Social life at school was hell on earth. But the learning part was simply wonderful.

I am a bit colored against homeschooling because everyone I've talked to that homeschools does it to keep their precious little white Christians from learning about "teh homos".


If that's why they do it, it is their rights because it is their kids. What can't be argued is how well the average homeschooled kid outperforms the average public school kid academically. Think of the social hell on earth you'd have been spared had you been homeschooled.

Socialist or patriotic, the agenda the government schools push is irrelevant. It is what they fail to teach that matters, critical thinking... as George Carlin put in his eloquent monologue, that goes against the interests of the country's real owners (the big wealthy businesses that own all the media, the judges, and the politicians). All they want is obedient workers, just smart enough to run the machines, and just dumb enough not to realize how bad they are getting f***ed by a system that threw them overboard 30 years ago.

Today's public schools are more like prisons than prisons.

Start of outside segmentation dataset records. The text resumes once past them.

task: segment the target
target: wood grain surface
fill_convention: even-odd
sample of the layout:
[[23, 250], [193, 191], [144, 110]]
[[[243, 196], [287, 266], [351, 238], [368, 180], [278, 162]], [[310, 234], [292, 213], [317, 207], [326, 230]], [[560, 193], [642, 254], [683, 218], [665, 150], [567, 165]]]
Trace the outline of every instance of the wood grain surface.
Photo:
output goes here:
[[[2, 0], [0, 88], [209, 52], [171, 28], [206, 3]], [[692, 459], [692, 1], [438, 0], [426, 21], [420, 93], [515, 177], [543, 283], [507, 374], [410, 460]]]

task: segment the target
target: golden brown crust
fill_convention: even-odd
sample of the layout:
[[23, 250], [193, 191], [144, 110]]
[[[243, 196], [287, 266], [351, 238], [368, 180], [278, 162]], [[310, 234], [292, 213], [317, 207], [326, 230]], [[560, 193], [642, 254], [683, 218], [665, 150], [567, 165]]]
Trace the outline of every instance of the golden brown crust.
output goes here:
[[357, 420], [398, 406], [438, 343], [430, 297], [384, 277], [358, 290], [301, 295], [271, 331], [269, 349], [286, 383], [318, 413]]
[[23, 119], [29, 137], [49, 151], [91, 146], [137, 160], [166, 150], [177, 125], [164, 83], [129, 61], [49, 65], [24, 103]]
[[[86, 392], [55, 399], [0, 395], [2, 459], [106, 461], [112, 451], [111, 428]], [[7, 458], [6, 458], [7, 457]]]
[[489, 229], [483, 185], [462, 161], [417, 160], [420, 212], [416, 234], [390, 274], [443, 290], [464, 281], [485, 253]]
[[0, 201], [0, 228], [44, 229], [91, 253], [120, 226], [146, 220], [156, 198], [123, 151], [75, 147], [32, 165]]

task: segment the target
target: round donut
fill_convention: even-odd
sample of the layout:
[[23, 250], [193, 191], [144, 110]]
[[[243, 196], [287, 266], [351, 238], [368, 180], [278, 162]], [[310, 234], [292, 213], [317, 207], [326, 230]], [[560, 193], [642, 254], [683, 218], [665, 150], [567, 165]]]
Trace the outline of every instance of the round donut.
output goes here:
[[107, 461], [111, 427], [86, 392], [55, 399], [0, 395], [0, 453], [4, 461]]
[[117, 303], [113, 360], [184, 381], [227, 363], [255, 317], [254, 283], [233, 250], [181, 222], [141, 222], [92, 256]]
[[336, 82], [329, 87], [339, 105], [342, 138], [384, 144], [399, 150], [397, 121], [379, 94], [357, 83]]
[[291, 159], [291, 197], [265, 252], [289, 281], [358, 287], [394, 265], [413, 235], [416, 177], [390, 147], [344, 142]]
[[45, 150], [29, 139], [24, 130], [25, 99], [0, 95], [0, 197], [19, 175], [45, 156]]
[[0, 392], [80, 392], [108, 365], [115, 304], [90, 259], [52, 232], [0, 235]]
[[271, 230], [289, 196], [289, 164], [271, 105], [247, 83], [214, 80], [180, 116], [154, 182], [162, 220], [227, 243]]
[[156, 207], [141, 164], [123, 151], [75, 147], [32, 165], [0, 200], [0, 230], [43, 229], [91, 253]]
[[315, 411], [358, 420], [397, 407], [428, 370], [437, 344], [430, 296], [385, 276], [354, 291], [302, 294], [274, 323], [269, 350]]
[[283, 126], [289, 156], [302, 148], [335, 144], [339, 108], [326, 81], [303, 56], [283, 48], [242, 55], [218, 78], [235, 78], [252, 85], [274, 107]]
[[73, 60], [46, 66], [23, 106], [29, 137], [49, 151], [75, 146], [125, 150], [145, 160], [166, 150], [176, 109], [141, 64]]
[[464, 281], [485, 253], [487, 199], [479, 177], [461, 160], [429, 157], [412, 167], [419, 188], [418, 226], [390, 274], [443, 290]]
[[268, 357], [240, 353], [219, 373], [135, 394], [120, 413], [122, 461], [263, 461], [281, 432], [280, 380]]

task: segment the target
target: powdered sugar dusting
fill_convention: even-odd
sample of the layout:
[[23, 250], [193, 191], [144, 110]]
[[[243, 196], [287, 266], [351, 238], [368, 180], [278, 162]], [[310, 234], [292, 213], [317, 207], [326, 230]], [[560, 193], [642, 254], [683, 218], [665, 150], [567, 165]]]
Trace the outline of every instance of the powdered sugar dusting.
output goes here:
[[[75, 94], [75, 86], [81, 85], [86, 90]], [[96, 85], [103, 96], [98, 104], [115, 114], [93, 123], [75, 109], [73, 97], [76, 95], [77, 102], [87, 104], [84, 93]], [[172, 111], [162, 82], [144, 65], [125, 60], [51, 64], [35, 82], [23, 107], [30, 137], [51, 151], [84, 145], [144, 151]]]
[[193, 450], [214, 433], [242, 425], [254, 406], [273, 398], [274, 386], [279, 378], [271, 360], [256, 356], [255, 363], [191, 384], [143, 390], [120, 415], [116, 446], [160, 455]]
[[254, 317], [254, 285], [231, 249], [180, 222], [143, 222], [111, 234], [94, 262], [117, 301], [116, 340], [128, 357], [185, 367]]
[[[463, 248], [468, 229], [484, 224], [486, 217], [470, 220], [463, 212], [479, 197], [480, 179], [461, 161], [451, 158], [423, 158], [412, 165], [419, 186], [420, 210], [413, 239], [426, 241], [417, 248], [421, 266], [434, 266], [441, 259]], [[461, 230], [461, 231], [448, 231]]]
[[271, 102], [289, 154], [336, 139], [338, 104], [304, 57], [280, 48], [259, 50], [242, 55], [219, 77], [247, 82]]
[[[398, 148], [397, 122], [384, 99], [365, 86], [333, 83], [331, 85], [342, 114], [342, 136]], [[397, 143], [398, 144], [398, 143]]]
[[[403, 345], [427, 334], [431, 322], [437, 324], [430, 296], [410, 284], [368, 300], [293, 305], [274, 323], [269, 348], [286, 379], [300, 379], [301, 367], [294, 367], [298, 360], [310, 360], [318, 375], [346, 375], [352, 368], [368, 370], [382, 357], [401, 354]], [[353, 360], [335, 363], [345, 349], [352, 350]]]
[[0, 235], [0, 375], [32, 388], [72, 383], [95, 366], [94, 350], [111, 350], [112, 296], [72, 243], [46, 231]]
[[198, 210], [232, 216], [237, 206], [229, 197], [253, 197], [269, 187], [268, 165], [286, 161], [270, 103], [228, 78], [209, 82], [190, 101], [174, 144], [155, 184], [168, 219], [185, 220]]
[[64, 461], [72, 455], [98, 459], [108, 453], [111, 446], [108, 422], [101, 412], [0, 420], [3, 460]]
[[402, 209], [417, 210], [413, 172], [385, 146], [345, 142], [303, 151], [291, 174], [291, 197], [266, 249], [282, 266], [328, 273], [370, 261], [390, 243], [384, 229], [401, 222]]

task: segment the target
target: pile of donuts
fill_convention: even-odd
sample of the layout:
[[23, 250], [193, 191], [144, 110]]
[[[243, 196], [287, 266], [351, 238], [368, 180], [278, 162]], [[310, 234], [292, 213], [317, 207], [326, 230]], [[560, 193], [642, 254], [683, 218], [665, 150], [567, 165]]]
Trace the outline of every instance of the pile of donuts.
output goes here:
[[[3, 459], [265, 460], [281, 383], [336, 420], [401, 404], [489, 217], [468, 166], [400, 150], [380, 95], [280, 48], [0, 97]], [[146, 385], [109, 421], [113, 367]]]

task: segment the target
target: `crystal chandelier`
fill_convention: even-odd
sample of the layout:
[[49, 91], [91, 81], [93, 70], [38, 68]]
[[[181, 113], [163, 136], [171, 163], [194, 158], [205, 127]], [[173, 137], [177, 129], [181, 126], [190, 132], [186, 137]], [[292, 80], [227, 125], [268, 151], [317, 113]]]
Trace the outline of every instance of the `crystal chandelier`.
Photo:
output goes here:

At least convicted prisoners get recess. And they don't get their arms broken for just dropping a piece of cake. Or arrested for putting their heads down when exhausted, or having possession of dangerous drugs like aspirin. I'm not exaggerating or making any of that up... google it, and "zero tolerance."

I have zero tolerance for kids being forced to go to concentration camps posing as schools. That is the real reason for homeschooling.